(Gazzetta dello Sport – C. Zucchelli) Titolare non lo è adesso e non lo era neppure un anno fa. Patrik Schick ha iniziato a giocare con continuità per 90’ la scorsa stagione negli ultimi due mesi, prima faceva la spola tra campo e panchina. Però, a questo punto della stagione, aveva già segnato 8 reti (con una media di poco superiore a un gol ogni 100’), mentre ora è fermo al solo centro – inutile – contro il Torino. E non serve neppure fare la media per capire come tra infortuni, sfortuna, errori suoi e di chi lo ha gestito, i primi sei mesi di Schick a Roma siano stati quasi un calvario.

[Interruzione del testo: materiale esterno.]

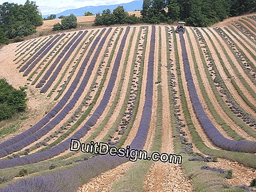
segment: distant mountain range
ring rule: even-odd
[[[116,8],[118,5],[123,6],[126,11],[133,11],[135,10],[141,10],[142,8],[143,0],[138,0],[132,1],[128,3],[122,3],[112,5],[99,5],[99,6],[88,6],[87,7],[82,7],[77,9],[69,9],[66,10],[61,13],[56,14],[56,18],[61,15],[67,16],[71,13],[73,13],[77,17],[83,16],[85,12],[90,11],[93,14],[101,13],[104,9],[109,9],[112,11]],[[55,14],[53,13],[52,14]],[[43,15],[43,17],[47,17],[50,15]]]

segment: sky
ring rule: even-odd
[[[42,15],[56,14],[68,9],[87,6],[108,5],[126,3],[134,0],[32,0],[35,1]],[[24,4],[26,0],[0,0],[0,4],[6,2]]]

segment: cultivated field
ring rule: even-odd
[[[92,29],[2,48],[0,78],[25,86],[29,100],[27,118],[4,125],[21,127],[1,135],[0,191],[249,191],[256,15],[226,23],[184,35],[163,25]],[[182,163],[72,152],[72,138]]]

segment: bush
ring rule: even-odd
[[[135,24],[139,23],[139,19],[135,14],[130,16],[123,6],[118,6],[113,10],[103,10],[102,13],[96,15],[94,25],[112,25],[114,24]]]
[[[50,16],[48,16],[46,18],[43,18],[43,20],[53,20],[55,19],[56,19],[56,15],[55,14],[52,14]]]
[[[9,40],[8,38],[6,37],[5,34],[3,32],[3,30],[2,28],[0,28],[0,44],[8,44],[9,43]]]
[[[256,187],[256,178],[251,180],[249,187]]]
[[[74,14],[64,17],[61,20],[61,26],[63,30],[69,29],[77,28],[77,17]]]
[[[0,5],[0,43],[8,43],[6,38],[13,39],[36,32],[43,19],[35,3],[27,1],[24,5],[8,2]]]
[[[27,93],[23,88],[16,89],[5,79],[0,80],[0,120],[24,111],[27,107]]]
[[[29,172],[27,169],[22,168],[19,172],[17,176],[19,177],[24,177],[24,176],[28,175],[28,173]]]
[[[57,167],[57,165],[56,165],[54,164],[52,164],[51,165],[50,165],[49,169],[50,169],[50,170],[53,169],[55,169],[55,168],[56,168]]]
[[[58,18],[58,19],[63,19],[64,17],[65,17],[66,16],[64,16],[64,15],[61,15],[60,16],[59,16]]]
[[[53,31],[60,31],[62,29],[62,26],[61,24],[58,22],[53,25]]]
[[[21,25],[17,28],[16,35],[17,36],[27,36],[33,34],[36,32],[35,27],[28,27],[25,25]]]

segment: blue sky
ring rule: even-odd
[[[33,0],[36,2],[42,14],[58,13],[67,9],[86,6],[115,5],[125,3],[134,0]],[[26,0],[0,0],[0,4],[8,2],[24,4]]]

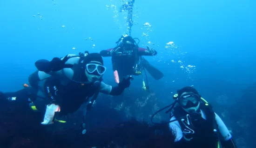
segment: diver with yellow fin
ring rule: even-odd
[[[170,130],[175,136],[175,148],[236,148],[229,130],[213,110],[211,105],[190,86],[177,91],[174,103],[156,112],[170,107]]]
[[[56,115],[74,112],[84,103],[89,110],[100,92],[119,95],[129,87],[131,76],[115,86],[102,81],[106,68],[99,54],[79,55],[37,61],[35,65],[38,70],[28,79],[30,86],[25,85],[17,92],[0,93],[0,99],[28,100],[32,109],[44,113],[41,124],[47,125],[56,121]]]
[[[100,52],[103,57],[111,56],[113,70],[118,72],[119,78],[140,75],[146,69],[155,80],[163,77],[163,74],[151,65],[142,56],[154,56],[157,54],[154,49],[139,48],[135,40],[127,35],[122,36],[114,48]],[[145,69],[144,69],[145,68]]]

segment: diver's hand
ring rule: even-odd
[[[187,115],[186,119],[182,119],[182,122],[185,125],[185,129],[183,131],[184,139],[187,141],[190,141],[193,139],[193,136],[195,133],[193,130],[195,128],[192,123],[189,115]]]
[[[106,50],[101,50],[100,52],[100,54],[102,56],[107,56],[109,55],[109,51]]]
[[[157,52],[155,49],[153,49],[153,48],[151,48],[151,49],[149,49],[149,47],[147,46],[147,49],[148,49],[148,52],[149,54],[152,56],[155,56],[157,54]]]
[[[131,84],[130,80],[133,79],[131,75],[130,75],[127,79],[123,78],[123,80],[118,84],[118,86],[122,89],[129,87]]]
[[[51,71],[56,72],[64,68],[71,68],[73,67],[72,64],[66,64],[66,62],[68,60],[69,55],[66,56],[62,60],[59,58],[54,57],[50,62],[50,68]]]

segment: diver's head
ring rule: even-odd
[[[131,36],[124,36],[120,44],[124,50],[133,51],[136,47],[136,42]]]
[[[199,109],[201,96],[197,91],[190,86],[185,87],[177,91],[178,104],[188,113],[196,112]]]
[[[106,71],[102,57],[100,54],[93,53],[86,56],[85,74],[90,82],[100,80]]]

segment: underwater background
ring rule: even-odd
[[[0,1],[0,91],[22,88],[36,70],[34,64],[39,59],[51,60],[68,54],[99,52],[115,47],[121,36],[128,32],[127,12],[119,12],[125,2]],[[141,90],[141,76],[135,76],[121,96],[100,94],[88,117],[97,123],[89,123],[88,129],[103,130],[109,125],[133,117],[149,123],[155,111],[173,102],[177,89],[194,86],[232,130],[238,147],[253,148],[256,8],[256,1],[252,0],[135,0],[131,36],[140,39],[140,47],[148,46],[157,51],[156,56],[145,58],[164,76],[156,80],[148,74],[149,92]],[[103,60],[107,68],[104,80],[115,85],[111,58]],[[42,147],[45,143],[34,136],[35,129],[40,131],[38,133],[58,129],[58,134],[70,136],[71,134],[66,135],[61,131],[72,133],[79,128],[75,123],[79,123],[83,111],[82,107],[70,115],[73,121],[68,125],[54,125],[51,130],[37,129],[38,125],[28,131],[32,127],[27,122],[36,116],[27,110],[19,111],[19,108],[25,111],[26,105],[24,108],[17,104],[0,105],[0,138],[7,148],[29,148],[26,144],[38,143]],[[109,108],[112,111],[105,119],[102,111],[108,113]],[[156,117],[159,121],[168,117],[164,112]],[[109,125],[102,125],[107,122]],[[70,147],[73,144],[71,142]]]

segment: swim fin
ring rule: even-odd
[[[159,80],[163,77],[163,74],[162,72],[151,65],[144,58],[142,58],[143,59],[143,66],[154,79]]]

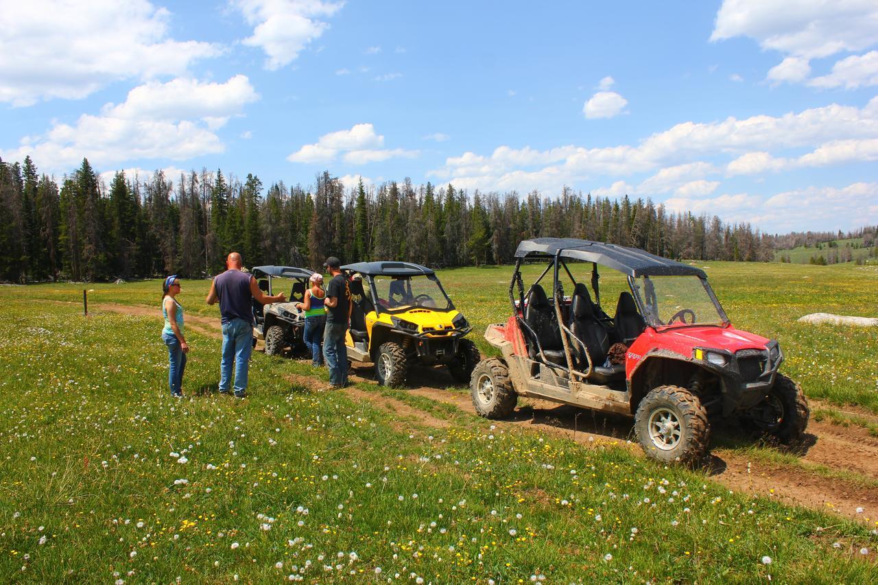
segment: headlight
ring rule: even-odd
[[[406,329],[407,331],[417,331],[418,326],[410,321],[406,321],[405,319],[399,319],[399,317],[391,317],[390,321],[393,323],[394,327],[399,327],[400,329]]]
[[[718,365],[723,367],[729,363],[729,358],[723,356],[722,353],[716,353],[715,351],[708,351],[706,350],[702,350],[701,348],[696,348],[693,352],[693,357],[695,359],[705,360],[710,362],[714,365]]]
[[[714,353],[713,351],[708,351],[708,361],[714,365],[719,365],[720,367],[725,365],[726,358],[721,353]]]

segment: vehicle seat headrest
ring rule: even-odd
[[[354,296],[364,296],[363,290],[363,280],[359,278],[355,278],[348,283],[348,290]]]
[[[573,316],[577,319],[594,316],[594,306],[592,304],[592,297],[588,294],[588,289],[581,282],[573,287],[573,298],[571,300],[570,308],[573,312]]]
[[[539,285],[534,285],[528,291],[528,307],[536,308],[549,307],[549,299],[546,297],[546,292]]]

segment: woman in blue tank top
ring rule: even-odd
[[[305,302],[296,306],[305,311],[305,344],[311,350],[313,365],[323,365],[323,328],[327,324],[327,311],[323,307],[327,293],[323,290],[323,275],[314,272],[308,278],[311,288],[305,292]]]
[[[162,314],[165,320],[162,341],[168,346],[168,386],[170,395],[175,398],[183,396],[183,372],[189,353],[189,344],[183,335],[183,306],[176,298],[180,290],[180,279],[176,276],[165,278],[162,286]]]

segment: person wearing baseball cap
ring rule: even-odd
[[[176,300],[180,290],[180,278],[176,274],[162,284],[162,316],[165,320],[162,341],[168,346],[168,386],[175,398],[183,397],[183,372],[189,353],[189,344],[183,335],[183,305]]]
[[[348,348],[344,336],[350,326],[350,289],[342,274],[342,261],[330,256],[323,265],[329,269],[332,280],[327,286],[327,324],[323,329],[323,357],[329,368],[329,384],[341,388],[348,386]]]

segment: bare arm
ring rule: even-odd
[[[262,290],[259,288],[259,283],[253,277],[250,277],[250,294],[253,298],[258,300],[263,305],[268,305],[269,303],[282,303],[286,300],[286,295],[284,292],[275,295],[263,294]]]
[[[174,331],[174,336],[176,337],[176,340],[180,342],[180,347],[183,349],[183,352],[188,352],[189,343],[186,343],[186,338],[183,336],[183,331],[180,330],[180,326],[176,324],[176,303],[171,299],[165,299],[165,311],[168,312],[168,322],[170,323],[170,329]]]
[[[208,305],[212,305],[219,300],[220,297],[217,296],[217,283],[214,279],[211,281],[211,292],[207,293],[207,299],[205,299],[205,301]]]

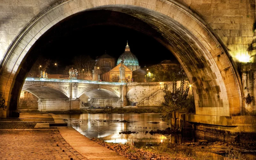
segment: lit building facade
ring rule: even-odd
[[[107,54],[99,57],[97,63],[100,67],[100,74],[101,74],[107,72],[116,66],[116,59]]]
[[[101,75],[101,79],[104,82],[116,82],[119,80],[120,78],[120,71],[119,67],[121,66],[121,63],[114,67],[111,70]],[[132,71],[125,65],[123,66],[125,69],[125,79],[129,82],[132,80]]]

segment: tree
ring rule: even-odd
[[[114,78],[112,78],[112,81],[114,82],[118,82],[119,81],[119,77],[115,75],[114,76]]]
[[[72,61],[74,64],[73,68],[78,70],[80,78],[82,78],[82,70],[83,69],[83,79],[86,80],[92,80],[92,70],[95,64],[95,61],[89,56],[80,55],[74,57]],[[68,70],[69,71],[69,68]]]
[[[164,85],[164,96],[165,102],[162,103],[162,115],[163,120],[169,119],[171,117],[172,112],[180,110],[182,108],[186,108],[187,111],[193,112],[195,108],[194,98],[187,98],[189,89],[188,83],[185,86],[185,80],[182,80],[180,86],[177,88],[177,81],[172,82],[172,91],[168,89],[167,85]]]
[[[49,66],[51,65],[52,61],[52,60],[50,59],[45,59],[42,57],[39,57],[33,65],[28,72],[28,76],[39,77],[40,75],[40,74],[38,75],[39,70],[39,66],[42,66],[40,68],[40,71],[44,71],[46,72],[47,69],[49,68]]]
[[[172,82],[188,79],[186,73],[180,65],[173,66],[158,64],[148,68],[152,73],[151,82]],[[149,82],[148,73],[147,81]]]

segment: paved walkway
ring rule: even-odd
[[[65,125],[52,114],[0,118],[0,159],[128,159]]]
[[[90,140],[71,127],[58,127],[66,141],[89,160],[128,160],[118,153]]]

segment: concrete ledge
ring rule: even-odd
[[[128,160],[112,150],[91,140],[71,127],[58,127],[63,138],[78,152],[88,160]]]
[[[56,115],[52,115],[52,116],[54,119],[54,123],[50,123],[50,127],[67,127],[68,124],[63,120],[61,118]]]
[[[189,122],[230,127],[256,125],[256,117],[219,116],[186,114],[186,121]]]

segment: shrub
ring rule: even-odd
[[[184,79],[181,81],[180,86],[178,88],[176,88],[177,82],[173,82],[172,92],[168,90],[167,85],[164,85],[164,92],[165,95],[164,97],[165,101],[162,103],[163,107],[161,109],[163,120],[169,119],[171,117],[172,112],[180,110],[181,109],[186,108],[187,111],[195,112],[194,98],[187,98],[189,89],[189,84],[187,84],[185,87],[184,85]]]

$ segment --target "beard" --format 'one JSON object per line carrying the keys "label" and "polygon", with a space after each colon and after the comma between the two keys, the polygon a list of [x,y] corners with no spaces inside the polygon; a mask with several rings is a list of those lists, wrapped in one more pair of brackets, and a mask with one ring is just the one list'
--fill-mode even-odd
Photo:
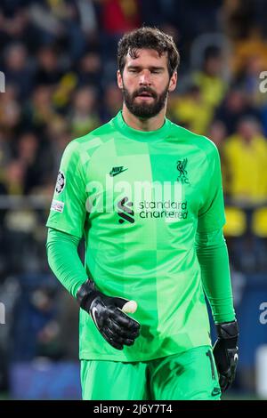
{"label": "beard", "polygon": [[[169,85],[166,87],[161,94],[157,94],[154,90],[150,87],[141,87],[138,90],[135,90],[132,94],[129,91],[123,86],[123,99],[125,103],[128,110],[134,115],[136,117],[142,119],[149,119],[150,117],[156,117],[160,110],[165,107],[166,100],[168,95]],[[153,100],[151,103],[147,103],[143,100],[142,103],[136,103],[135,98],[142,94],[142,92],[147,92],[151,95]]]}

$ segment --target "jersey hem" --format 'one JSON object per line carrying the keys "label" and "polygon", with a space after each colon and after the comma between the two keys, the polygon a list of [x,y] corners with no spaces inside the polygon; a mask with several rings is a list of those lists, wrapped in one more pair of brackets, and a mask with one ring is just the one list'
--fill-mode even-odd
{"label": "jersey hem", "polygon": [[45,226],[47,228],[53,228],[54,229],[66,232],[66,234],[73,235],[74,237],[77,237],[77,238],[82,238],[83,237],[83,234],[78,234],[77,230],[74,230],[69,227],[64,227],[64,226],[62,227],[61,225],[59,225],[57,222],[53,222],[52,221],[47,221]]}
{"label": "jersey hem", "polygon": [[135,357],[134,358],[127,358],[125,356],[117,356],[114,354],[97,354],[97,353],[90,353],[89,351],[82,351],[79,354],[80,360],[106,360],[106,361],[118,361],[123,363],[134,363],[140,361],[150,361],[150,360],[156,360],[157,358],[162,358],[169,356],[174,356],[175,354],[182,354],[189,350],[196,349],[198,347],[206,347],[209,346],[212,347],[210,342],[206,342],[200,344],[194,345],[192,347],[188,347],[187,349],[182,349],[181,350],[177,350],[171,353],[166,353],[158,356],[140,356]]}

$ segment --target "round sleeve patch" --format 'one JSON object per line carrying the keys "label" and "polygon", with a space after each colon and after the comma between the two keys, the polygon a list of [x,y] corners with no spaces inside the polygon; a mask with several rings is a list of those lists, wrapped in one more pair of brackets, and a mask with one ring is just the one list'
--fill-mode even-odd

FIDUCIA SÌ – Lo scorso anno aveva segnato due gol in tre partite di Coppa Italia (doppietta al Cagliari nell’unica disputata per 90’), mentre in campionato si era sbloccato ad ottobre con la Juve e poi aveva proseguito per la sua strada,segnando fino a febbraio altre 5 volte. Di queste, solo quella contro i bianconeri era arrivata partendo da titolare, le altre tutte da subentrato. Segno che il problema non era (e non è) nel giocare o meno dal via, ma piuttosto nella testa. Lo scorso anno Schick si sentiva importante, sapeva che allenatore, d.s. e presidente stravedevano per lui, sognava di approdare in una grande squadra e voleva l’Europeo U21 con la Repubblica Ceca.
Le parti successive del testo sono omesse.